The Senate of the Czech Republic has adopted a resolution commemorating the 1995 Srebrenica genocide, sending a clear message that glorifying war criminals and denying established historical atrocities have no place in contemporary Europe. The resolution, passed during the Senate’s 26th plenary session on June 17, 2026, was informed by a recent visit of the Committee on EU Affairs to Bosnia and Herzegovina from May 11 to 14, during which Czech lawmakers assessed the country’s progress and challenges on its European path. The document explicitly recalls United Nations General Assembly Resolution 78/282, adopted on May 23, 2024, which designated July 11 as the International Day of Reflection and Commemoration of the 1995 Genocide in Srebrenica.

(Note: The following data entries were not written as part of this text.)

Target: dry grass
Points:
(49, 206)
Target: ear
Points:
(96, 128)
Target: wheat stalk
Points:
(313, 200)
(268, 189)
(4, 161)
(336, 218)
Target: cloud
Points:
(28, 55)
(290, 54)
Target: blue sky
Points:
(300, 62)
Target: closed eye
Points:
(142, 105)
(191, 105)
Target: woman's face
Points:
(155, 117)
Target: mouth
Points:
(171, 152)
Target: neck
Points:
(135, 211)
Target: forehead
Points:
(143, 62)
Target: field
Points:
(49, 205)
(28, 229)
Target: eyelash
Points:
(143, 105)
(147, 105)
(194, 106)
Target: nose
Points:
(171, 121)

The Srebrenica genocide stands as the worst atrocity on European soil since the Second World War. In July 1995, Bosnian Serb forces under General Ratko Mladić systematically executed more than 8,000 Bosniak men and boys after overrunning the UN declared “safe area,” while forcibly displacing approximately 30,000 women, children, and elderly people. Both the International Criminal Tribunal for the former Yugoslavia and the International Court of Justice have ruled that these acts constituted genocide, with Mladić, Radovan Karadžić, and Radislav Krstić among those convicted. The UN resolution, sponsored by Germany and Rwanda and adopted by 84 votes to 19 with 68 abstentions, condemns without reservation any denial of the genocide and urges member states to preserve established facts through education and commemoration.

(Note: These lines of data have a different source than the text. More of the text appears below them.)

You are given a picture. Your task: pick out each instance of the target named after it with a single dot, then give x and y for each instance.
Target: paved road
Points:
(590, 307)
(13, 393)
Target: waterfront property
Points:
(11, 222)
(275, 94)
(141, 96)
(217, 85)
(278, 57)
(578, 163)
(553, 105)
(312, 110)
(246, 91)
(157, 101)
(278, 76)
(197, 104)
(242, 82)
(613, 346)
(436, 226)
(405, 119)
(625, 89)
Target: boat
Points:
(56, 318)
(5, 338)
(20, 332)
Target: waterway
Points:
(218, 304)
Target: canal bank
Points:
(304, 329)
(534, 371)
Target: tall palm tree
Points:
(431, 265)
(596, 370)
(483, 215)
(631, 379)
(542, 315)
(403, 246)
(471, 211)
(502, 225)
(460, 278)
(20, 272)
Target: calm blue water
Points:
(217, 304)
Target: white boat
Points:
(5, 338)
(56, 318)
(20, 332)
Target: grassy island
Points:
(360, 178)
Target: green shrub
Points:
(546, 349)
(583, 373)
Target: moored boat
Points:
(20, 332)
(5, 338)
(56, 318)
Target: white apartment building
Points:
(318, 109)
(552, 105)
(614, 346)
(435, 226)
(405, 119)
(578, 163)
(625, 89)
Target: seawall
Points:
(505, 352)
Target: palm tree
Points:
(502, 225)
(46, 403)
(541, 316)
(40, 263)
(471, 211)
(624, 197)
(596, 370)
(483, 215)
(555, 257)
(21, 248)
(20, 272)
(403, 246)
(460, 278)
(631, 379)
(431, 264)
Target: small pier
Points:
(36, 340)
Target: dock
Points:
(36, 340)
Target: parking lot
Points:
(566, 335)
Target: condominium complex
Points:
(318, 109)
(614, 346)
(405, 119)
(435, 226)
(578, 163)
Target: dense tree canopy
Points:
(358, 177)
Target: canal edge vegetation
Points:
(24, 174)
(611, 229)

The Czech Senate’s resolution goes beyond remembrance to address present day political realities in Bosnia and Herzegovina. It emphasizes that over 30 years after the conflict ended, the country’s future must be built on reconciliation, mutual respect, peace, and progress. Crucially, it stresses the obligation of strong opposition to all forms of historical revisionism and separatist tendencies, implicitly addressing ongoing efforts by nationalist politicians in Republika Srpska to downplay or deny the genocide. The Senate affirmed that the European Union must have room for a prosperous Bosnia and Herzegovina as a state of all its citizens, regardless of nationality or religion. By linking commemoration to stability and unity in diversity, the resolution positions the Czech Republic firmly within the camp of EU member states that view acknowledgment of wartime crimes as a prerequisite for Balkan reconciliation and European integration. For Bosnia and Herzegovina, where genocide denial remains a politically potent force and where the Office of the High Representative continues to grapple with secessionist threats from Banja Luka, the Czech message adds another European voice to the chorus insisting that the past cannot be buried if the future is to be European.